PAC leaders De Lille, Mike Muendane and Johnson Mlambo have rejected Zulu’s version. Mlambo said it was Zulu who had betrayed Mogoba, when he cracked under police torture and revealed where he had lived while on the run from the police.
Zulu had been the PAC’s star witness last week in its attempts to clear Mogoba’s name. He was flown to Cape Town for an interview with the Mail & Guardian to explain the circumstances around Mogoba’s testimony at his trial.
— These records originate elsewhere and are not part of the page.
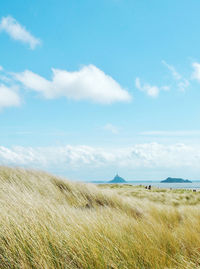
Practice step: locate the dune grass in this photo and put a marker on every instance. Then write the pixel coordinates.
(49, 222)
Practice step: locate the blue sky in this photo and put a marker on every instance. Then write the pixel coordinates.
(91, 88)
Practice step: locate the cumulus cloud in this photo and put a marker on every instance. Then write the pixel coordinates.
(151, 155)
(17, 32)
(172, 69)
(89, 83)
(8, 97)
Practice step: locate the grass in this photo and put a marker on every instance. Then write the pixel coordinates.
(49, 222)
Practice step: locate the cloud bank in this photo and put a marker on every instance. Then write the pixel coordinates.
(89, 83)
(142, 156)
(17, 32)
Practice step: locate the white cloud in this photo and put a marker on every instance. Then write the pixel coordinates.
(8, 97)
(152, 91)
(17, 32)
(110, 127)
(142, 156)
(88, 83)
(171, 133)
(175, 74)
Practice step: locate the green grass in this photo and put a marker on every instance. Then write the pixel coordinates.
(49, 222)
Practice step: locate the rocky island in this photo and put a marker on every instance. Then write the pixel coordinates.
(175, 180)
(117, 179)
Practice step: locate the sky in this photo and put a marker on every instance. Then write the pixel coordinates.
(91, 88)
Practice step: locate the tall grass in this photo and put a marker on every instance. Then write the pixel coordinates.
(48, 222)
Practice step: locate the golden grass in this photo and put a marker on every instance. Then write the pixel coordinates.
(48, 222)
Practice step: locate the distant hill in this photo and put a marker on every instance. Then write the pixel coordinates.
(117, 179)
(175, 180)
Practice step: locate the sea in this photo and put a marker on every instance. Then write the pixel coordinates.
(194, 185)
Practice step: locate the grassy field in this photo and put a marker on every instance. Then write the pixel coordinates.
(47, 222)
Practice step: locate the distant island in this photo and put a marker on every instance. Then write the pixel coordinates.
(117, 179)
(175, 180)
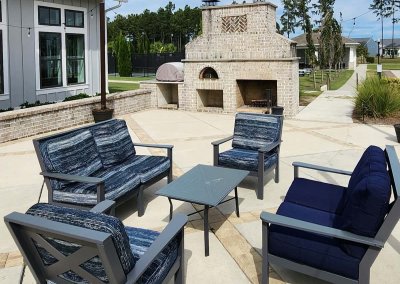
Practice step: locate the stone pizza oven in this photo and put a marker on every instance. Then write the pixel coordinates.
(240, 62)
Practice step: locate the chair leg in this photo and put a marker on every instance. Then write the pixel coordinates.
(140, 202)
(260, 186)
(277, 172)
(265, 262)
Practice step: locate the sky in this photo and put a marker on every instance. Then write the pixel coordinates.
(365, 24)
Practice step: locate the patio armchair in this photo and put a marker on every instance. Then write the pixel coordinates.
(332, 232)
(69, 245)
(255, 147)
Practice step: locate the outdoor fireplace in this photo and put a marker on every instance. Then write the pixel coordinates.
(240, 62)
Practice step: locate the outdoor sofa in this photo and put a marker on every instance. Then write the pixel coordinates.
(332, 232)
(85, 166)
(69, 245)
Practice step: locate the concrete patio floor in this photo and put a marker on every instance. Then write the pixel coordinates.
(236, 243)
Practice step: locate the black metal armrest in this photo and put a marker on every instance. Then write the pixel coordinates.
(103, 207)
(298, 165)
(162, 146)
(173, 228)
(67, 177)
(218, 142)
(318, 229)
(270, 147)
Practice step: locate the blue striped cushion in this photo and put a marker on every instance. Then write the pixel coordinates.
(74, 153)
(140, 240)
(148, 167)
(119, 180)
(113, 142)
(92, 221)
(255, 131)
(245, 159)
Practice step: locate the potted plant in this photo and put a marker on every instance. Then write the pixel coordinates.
(104, 113)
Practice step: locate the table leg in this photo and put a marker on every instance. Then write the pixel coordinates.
(171, 208)
(237, 203)
(206, 231)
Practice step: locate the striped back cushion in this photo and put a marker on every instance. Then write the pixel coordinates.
(88, 220)
(113, 142)
(73, 153)
(255, 131)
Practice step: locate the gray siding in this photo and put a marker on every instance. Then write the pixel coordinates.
(22, 69)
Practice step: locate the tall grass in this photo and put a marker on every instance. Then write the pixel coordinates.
(377, 98)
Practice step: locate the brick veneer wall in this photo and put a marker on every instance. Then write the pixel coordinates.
(32, 121)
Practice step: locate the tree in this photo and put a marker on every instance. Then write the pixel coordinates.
(288, 19)
(124, 58)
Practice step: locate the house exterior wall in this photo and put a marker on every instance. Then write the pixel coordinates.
(23, 53)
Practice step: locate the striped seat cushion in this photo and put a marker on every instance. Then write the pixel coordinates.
(255, 131)
(140, 240)
(245, 159)
(74, 153)
(88, 220)
(113, 142)
(148, 167)
(119, 180)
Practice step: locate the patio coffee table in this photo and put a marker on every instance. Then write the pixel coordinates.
(204, 185)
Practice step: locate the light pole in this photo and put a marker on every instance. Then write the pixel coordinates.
(379, 66)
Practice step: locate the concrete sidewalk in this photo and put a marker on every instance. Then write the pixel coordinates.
(335, 106)
(236, 243)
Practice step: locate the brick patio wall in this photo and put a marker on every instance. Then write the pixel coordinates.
(32, 121)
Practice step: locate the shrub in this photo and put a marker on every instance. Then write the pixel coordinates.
(370, 59)
(377, 98)
(76, 97)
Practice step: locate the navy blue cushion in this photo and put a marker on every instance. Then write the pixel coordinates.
(318, 195)
(148, 167)
(254, 131)
(88, 220)
(113, 142)
(311, 249)
(73, 153)
(140, 240)
(245, 159)
(119, 180)
(373, 159)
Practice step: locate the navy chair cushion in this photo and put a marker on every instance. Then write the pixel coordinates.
(254, 131)
(318, 195)
(119, 179)
(245, 159)
(88, 220)
(113, 142)
(311, 249)
(73, 153)
(140, 240)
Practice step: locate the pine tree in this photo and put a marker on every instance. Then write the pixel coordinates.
(288, 19)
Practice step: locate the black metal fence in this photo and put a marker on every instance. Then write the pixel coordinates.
(145, 64)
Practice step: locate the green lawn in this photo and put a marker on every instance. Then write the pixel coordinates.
(122, 87)
(133, 79)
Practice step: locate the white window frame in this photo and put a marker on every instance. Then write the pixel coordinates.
(4, 30)
(63, 30)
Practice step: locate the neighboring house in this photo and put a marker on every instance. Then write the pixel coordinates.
(370, 44)
(350, 56)
(49, 51)
(390, 47)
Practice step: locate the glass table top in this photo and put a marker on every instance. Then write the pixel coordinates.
(207, 185)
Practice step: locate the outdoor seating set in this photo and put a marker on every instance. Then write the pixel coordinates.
(327, 231)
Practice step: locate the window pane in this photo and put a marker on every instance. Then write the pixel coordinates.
(55, 17)
(74, 18)
(50, 60)
(75, 44)
(1, 64)
(44, 15)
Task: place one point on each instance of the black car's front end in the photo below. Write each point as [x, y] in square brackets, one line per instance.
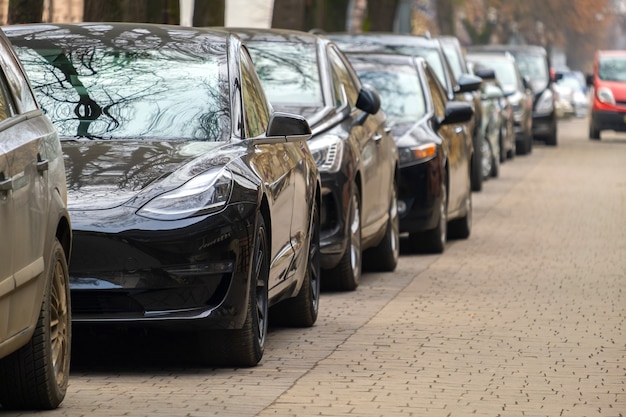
[419, 185]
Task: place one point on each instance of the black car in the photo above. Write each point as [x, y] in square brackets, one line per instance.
[534, 65]
[517, 90]
[432, 51]
[194, 205]
[351, 143]
[434, 196]
[35, 246]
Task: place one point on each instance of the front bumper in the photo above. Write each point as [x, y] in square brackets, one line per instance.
[609, 120]
[419, 195]
[189, 272]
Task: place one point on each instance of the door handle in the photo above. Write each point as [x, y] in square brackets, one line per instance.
[6, 184]
[42, 165]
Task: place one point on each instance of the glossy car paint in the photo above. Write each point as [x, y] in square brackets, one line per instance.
[419, 189]
[608, 110]
[33, 217]
[368, 156]
[137, 264]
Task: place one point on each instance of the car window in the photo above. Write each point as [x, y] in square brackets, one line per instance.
[285, 68]
[342, 73]
[16, 80]
[256, 111]
[94, 90]
[437, 93]
[399, 88]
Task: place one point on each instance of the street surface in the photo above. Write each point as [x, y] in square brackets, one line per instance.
[525, 318]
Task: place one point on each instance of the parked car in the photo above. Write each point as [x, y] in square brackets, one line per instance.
[432, 51]
[434, 194]
[608, 110]
[351, 143]
[195, 206]
[534, 65]
[458, 64]
[35, 246]
[518, 93]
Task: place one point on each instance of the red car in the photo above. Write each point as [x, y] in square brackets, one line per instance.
[608, 111]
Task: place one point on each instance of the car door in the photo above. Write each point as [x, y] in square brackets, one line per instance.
[276, 165]
[6, 245]
[364, 135]
[26, 184]
[458, 163]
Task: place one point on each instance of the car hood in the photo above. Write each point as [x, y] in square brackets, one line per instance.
[107, 174]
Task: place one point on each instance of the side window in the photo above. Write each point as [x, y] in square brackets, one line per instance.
[256, 110]
[17, 82]
[343, 76]
[437, 92]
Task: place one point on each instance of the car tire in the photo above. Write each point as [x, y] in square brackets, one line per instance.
[384, 257]
[347, 274]
[434, 240]
[594, 133]
[461, 228]
[36, 375]
[244, 347]
[302, 310]
[477, 172]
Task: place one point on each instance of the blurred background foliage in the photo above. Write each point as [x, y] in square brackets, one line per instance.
[567, 28]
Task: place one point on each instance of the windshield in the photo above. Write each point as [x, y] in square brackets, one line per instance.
[504, 69]
[534, 68]
[612, 68]
[288, 72]
[401, 94]
[97, 91]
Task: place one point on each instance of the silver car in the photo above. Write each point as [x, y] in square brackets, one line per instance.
[35, 243]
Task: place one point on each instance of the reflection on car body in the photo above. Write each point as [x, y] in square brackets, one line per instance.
[351, 144]
[195, 205]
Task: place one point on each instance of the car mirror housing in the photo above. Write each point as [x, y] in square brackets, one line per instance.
[487, 74]
[469, 83]
[290, 126]
[368, 100]
[458, 112]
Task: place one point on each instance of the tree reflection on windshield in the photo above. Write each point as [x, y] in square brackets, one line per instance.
[150, 87]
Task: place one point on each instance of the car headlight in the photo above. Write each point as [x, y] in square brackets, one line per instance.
[417, 153]
[204, 193]
[605, 95]
[545, 104]
[327, 152]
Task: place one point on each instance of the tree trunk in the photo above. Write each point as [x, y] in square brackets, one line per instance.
[382, 14]
[209, 12]
[25, 11]
[289, 14]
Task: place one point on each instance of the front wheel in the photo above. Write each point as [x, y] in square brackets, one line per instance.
[36, 375]
[347, 274]
[384, 257]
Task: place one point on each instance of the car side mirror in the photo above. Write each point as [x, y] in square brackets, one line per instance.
[368, 100]
[291, 127]
[469, 83]
[458, 112]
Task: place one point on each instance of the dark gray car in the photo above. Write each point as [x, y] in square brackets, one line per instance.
[35, 332]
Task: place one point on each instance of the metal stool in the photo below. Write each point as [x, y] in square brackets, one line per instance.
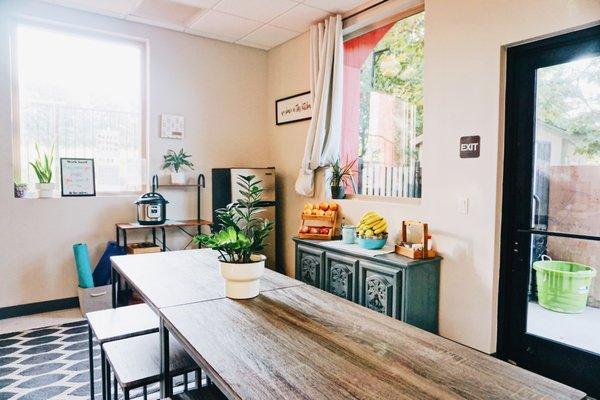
[210, 392]
[135, 363]
[116, 324]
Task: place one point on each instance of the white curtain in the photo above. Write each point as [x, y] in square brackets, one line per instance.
[326, 80]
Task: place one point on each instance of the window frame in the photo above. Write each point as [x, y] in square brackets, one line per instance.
[354, 27]
[141, 43]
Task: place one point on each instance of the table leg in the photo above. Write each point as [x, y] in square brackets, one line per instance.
[91, 350]
[103, 371]
[165, 381]
[114, 276]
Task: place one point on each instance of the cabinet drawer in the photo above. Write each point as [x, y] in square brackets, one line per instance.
[380, 288]
[341, 276]
[310, 265]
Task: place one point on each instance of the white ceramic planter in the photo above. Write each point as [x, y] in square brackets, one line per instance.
[178, 178]
[45, 190]
[242, 281]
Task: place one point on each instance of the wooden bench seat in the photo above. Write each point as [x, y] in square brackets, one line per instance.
[135, 362]
[210, 392]
[116, 324]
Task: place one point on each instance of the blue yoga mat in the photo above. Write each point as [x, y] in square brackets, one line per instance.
[102, 270]
[82, 262]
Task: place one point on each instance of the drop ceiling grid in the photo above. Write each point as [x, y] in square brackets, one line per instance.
[257, 23]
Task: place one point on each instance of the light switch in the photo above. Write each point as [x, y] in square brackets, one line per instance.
[463, 205]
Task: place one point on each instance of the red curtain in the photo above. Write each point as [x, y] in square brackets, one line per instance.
[356, 52]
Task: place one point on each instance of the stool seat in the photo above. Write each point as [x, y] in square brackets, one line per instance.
[135, 361]
[123, 322]
[204, 393]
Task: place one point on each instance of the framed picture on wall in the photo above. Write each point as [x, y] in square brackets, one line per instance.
[77, 177]
[293, 109]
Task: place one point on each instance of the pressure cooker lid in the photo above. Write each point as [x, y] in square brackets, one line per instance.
[151, 198]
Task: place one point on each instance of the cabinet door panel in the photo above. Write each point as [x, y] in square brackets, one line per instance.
[380, 288]
[341, 275]
[310, 265]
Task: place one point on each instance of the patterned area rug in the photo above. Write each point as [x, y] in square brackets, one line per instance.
[52, 363]
[47, 363]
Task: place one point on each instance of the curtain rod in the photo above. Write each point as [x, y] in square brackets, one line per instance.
[366, 9]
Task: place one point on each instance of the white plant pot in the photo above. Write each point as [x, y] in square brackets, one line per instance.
[178, 178]
[45, 190]
[242, 281]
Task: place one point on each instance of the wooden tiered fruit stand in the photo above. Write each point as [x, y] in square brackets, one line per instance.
[318, 221]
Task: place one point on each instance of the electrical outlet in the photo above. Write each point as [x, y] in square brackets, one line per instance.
[463, 205]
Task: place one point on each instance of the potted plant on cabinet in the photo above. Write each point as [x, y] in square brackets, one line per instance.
[176, 162]
[339, 178]
[43, 170]
[239, 241]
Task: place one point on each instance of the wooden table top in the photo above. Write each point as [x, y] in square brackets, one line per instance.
[179, 277]
[168, 223]
[304, 343]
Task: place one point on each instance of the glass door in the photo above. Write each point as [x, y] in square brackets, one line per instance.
[549, 293]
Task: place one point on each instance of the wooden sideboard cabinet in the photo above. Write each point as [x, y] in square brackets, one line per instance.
[390, 284]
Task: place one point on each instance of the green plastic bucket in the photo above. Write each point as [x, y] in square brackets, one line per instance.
[563, 286]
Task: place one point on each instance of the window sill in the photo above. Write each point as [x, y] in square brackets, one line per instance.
[106, 195]
[381, 199]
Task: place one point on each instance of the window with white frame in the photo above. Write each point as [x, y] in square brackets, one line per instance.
[383, 107]
[82, 95]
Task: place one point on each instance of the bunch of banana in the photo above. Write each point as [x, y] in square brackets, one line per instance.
[371, 225]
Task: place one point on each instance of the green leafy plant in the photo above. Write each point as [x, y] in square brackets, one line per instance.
[43, 164]
[177, 160]
[341, 175]
[242, 231]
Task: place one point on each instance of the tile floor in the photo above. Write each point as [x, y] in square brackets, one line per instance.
[579, 330]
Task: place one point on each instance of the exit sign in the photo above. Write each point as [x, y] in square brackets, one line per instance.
[469, 146]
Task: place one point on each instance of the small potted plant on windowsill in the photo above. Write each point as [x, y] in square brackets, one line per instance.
[240, 240]
[176, 162]
[43, 170]
[340, 176]
[20, 190]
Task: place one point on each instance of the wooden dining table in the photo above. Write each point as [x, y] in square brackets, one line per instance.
[294, 341]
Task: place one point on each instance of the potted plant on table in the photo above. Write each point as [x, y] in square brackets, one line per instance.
[340, 176]
[43, 170]
[176, 162]
[239, 241]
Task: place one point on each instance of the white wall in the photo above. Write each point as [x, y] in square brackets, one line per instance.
[463, 96]
[218, 87]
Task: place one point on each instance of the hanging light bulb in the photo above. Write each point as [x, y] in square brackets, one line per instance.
[389, 65]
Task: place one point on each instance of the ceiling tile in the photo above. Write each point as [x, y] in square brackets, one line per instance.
[107, 7]
[259, 10]
[211, 36]
[198, 3]
[335, 6]
[166, 11]
[250, 44]
[218, 23]
[299, 18]
[270, 36]
[155, 22]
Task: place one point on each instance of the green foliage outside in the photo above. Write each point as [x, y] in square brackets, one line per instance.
[403, 48]
[568, 98]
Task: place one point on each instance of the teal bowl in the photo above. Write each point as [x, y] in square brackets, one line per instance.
[371, 244]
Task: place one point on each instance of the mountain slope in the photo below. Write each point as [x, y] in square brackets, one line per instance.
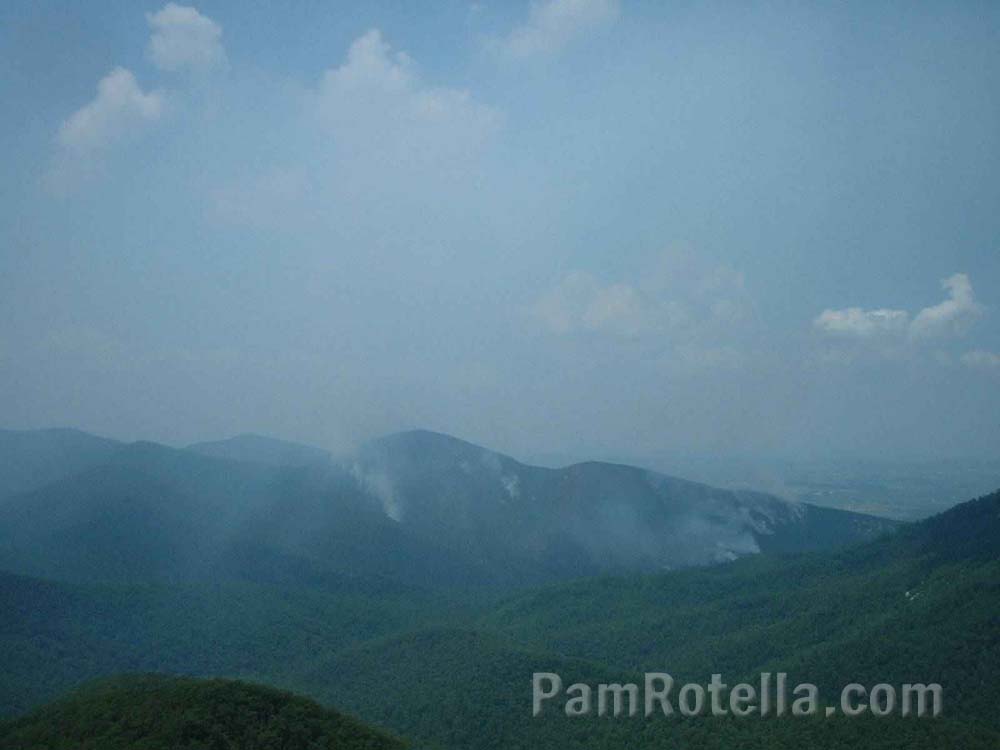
[922, 606]
[415, 509]
[264, 450]
[587, 518]
[30, 459]
[919, 606]
[153, 513]
[170, 713]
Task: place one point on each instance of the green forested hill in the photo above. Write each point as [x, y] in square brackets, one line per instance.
[170, 713]
[453, 670]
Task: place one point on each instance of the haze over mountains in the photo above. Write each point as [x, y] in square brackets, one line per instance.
[416, 508]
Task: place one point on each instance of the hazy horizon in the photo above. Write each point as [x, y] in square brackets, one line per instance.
[576, 226]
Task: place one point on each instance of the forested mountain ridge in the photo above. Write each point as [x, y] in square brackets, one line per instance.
[414, 509]
[918, 606]
[155, 712]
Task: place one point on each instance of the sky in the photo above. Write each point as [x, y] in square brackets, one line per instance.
[576, 226]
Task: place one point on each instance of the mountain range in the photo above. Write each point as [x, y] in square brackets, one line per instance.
[416, 509]
[419, 583]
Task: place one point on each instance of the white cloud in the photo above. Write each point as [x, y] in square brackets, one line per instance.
[120, 105]
[579, 302]
[981, 359]
[377, 104]
[553, 24]
[953, 315]
[184, 39]
[681, 299]
[949, 317]
[853, 321]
Mogoba had merely confirmed in court that Zulu had lived at his house while he was on the run from the police. The PAC had taken this step to dispel rumours that Mogoba’s past security record would prevent him taking up a seat on the Joint Standing Intelligence Committee in Parliament. Even President Nelson Mandela had advised Mogoba to refrain from taking the security check.
This week Zulu changed his story and alleged that Mogoba’s testimony was a betrayal. Mogoba is currently touring the United States and could not be reached for comment.
The new twist in Zulu’s tale is particularly humiliating coming just after De Lille launched into a broadside against the ANC for spreading rumours about Mogoba’s past, and branded ANC leaders as spies, including Minister of Minerals and Energy, Penuell Maduna and Mpumalanga Premier Mathews Phosa. The PAC will now have to explain its own member’s allegation that Mogoba collaborated with the apartheid state.
Zulu had had strong links with the National Intelligence Services, having worked for them when he returned from exile after 1994. “When he was was integrated into the army he worked as an intelligence operative. He was out of his depth so he took a package and left last year,” said Muendane. “Zulu played a prominent role in exile but when he came back he could not fit in anywhere, that is his gripe.”
De Lille and Muendane say that Zulu had stage-managed the character assassination of Mogoba because he supports former ousted PAC leader Makwetu.
“Mogoba was the real hero. He harboured Apla commanders in those dark days. He testified with Zulu’s agreement and all the talk about betrayal is just nonsense,” says Dikang Moseneke. Moseneke was Zulu’s legal representative in the treason trial and is now acting Telkom chair.